Madison, who shifted his allegiance from the Federalists to the Jeffersonians (and thus saved his political career among his fellow Virginian slaveholders), also embraced more expansive federal powers after nearly losing the War of 1812. To help fund the government and build a professional military, Madison set up the Second Bank of the United States before leaving office in 1817. (Treasury Secretary Hamilton had created the First Bank of the United States under President Washington.)
Though defeated politically by the early 19th Century, the Federalists -- or at least their view of the Constitution -- prevailed as the central government took on more and more responsibility for building the young and expanding nation. Ironically, too, the warning from Patrick Henry and George Mason about the fate of slavery also turned out to be prescient. Eventually, the North did move to eradicate slavery at the end of the Civil War.
Then, in the face of the Great Depression in the 1930s, President Franklin Roosevelt again tapped into the "pragmatic nationalism" of the Federalists, enacting wide-ranging social legislation to provide for the "general Welfare." The Federalists' Constitution -- written so future generations could deal with unanticipated challenges threatening the nation's well-being -- continued to prevail through the 1960s and into the 1970s.
Continued Resistance
However, the Right never abandoned its crimped and revisionist interpretation of the Constitution, that it didn't empower the federal government to do what the words of the Constitution said. Especially, in the South, white supremacists continued to insist on the extra-constitutional theories of "nullification" and on state "sovereignty," though it was eliminated when the Articles of Confederation were scrapped in 1787.

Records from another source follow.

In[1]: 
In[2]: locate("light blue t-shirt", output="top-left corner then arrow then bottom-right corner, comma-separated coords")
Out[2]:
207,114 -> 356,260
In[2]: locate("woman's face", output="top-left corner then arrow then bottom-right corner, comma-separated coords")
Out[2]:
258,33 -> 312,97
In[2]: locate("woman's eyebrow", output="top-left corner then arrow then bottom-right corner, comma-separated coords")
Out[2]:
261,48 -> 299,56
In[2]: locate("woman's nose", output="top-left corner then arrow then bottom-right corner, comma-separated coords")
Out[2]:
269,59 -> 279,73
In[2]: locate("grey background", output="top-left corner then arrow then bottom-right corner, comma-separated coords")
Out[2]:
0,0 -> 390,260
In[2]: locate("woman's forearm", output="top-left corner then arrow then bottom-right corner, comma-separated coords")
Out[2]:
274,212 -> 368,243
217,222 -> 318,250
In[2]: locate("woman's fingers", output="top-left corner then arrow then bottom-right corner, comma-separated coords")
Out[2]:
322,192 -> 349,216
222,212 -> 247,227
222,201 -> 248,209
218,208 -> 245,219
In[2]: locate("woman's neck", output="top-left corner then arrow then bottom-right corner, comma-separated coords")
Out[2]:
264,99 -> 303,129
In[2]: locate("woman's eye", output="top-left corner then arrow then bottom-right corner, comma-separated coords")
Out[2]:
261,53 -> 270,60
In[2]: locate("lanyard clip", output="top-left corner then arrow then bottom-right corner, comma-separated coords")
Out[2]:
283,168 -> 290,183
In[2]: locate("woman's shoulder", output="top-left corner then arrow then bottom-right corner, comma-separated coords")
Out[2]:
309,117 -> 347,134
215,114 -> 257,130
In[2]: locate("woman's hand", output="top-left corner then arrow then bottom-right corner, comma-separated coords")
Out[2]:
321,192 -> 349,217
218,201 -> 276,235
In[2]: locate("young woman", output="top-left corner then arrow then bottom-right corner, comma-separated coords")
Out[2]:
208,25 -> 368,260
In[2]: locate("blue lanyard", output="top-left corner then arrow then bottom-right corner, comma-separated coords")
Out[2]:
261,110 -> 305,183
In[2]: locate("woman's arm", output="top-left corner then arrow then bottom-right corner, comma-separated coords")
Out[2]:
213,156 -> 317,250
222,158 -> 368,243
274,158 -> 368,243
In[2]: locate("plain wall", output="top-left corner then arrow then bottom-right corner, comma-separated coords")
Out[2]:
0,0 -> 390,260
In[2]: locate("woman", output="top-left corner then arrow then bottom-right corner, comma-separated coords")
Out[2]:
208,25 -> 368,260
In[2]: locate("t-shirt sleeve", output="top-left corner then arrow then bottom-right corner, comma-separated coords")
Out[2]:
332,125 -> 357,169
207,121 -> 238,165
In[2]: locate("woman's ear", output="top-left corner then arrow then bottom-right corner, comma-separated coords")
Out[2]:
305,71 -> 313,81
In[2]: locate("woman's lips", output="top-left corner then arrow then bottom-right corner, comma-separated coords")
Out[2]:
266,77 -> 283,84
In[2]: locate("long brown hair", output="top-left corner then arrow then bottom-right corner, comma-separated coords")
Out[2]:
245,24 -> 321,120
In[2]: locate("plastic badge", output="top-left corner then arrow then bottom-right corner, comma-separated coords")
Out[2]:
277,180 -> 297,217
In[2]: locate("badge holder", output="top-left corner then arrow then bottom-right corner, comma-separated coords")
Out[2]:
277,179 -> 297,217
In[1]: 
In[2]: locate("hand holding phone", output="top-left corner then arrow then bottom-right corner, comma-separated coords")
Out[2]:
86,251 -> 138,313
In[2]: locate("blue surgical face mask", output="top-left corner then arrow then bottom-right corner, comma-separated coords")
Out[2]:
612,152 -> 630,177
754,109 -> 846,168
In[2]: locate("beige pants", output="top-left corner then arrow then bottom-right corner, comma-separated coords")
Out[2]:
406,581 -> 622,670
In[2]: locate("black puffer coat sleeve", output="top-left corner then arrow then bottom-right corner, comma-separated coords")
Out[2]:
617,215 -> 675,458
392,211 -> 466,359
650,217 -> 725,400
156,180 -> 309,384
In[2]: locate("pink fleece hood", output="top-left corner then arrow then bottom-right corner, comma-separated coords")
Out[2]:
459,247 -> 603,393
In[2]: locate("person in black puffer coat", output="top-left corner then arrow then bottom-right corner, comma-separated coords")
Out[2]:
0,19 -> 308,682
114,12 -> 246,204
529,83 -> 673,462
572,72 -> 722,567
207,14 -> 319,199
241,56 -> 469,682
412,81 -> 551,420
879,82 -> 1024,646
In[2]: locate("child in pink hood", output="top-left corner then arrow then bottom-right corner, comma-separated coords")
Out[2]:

Though not based on a literal reading of the Constitution's words, the Right's revisionist interpretation gained traction because of the increased power of right-wing propaganda and because the American Left generally disdained the Constitution for other reasons, its defense of property rights and its compromises with Southern slaveholders.
So, instead of the Right's interpretation being viewed as make-believe, many Americans came to see the Right as defending the Founding document and liberals and the Left as violating its principles. Justice Scalia, in particular, has pushed this notion that he represents the "originalist" interpretation of the Constitution though he clearly doesn't. He really is just a right-wing ideologue who passes himself off as a legal theorist.
But that is the way the Right has rolled when it comes to the Constitution and the Federalist Papers, whose primary author and creator was Alexander Hamilton. The right-wing ideologues cherry-pick a few quotes from the Federalist Papers and twist whatever words might be useful in the Constitution -- and then count on the mainstream news media to shy away from any serious debate over the "complexity" of the constitutional history.
With such legal "scholarship" prevailing, it shouldn't come as a total surprise that today's Supreme Court Five might end up ruling that a corporation's "freedom of religion" trumps the religious and moral beliefs of actual citizens.
Whatever it takes to undermine Obamacare!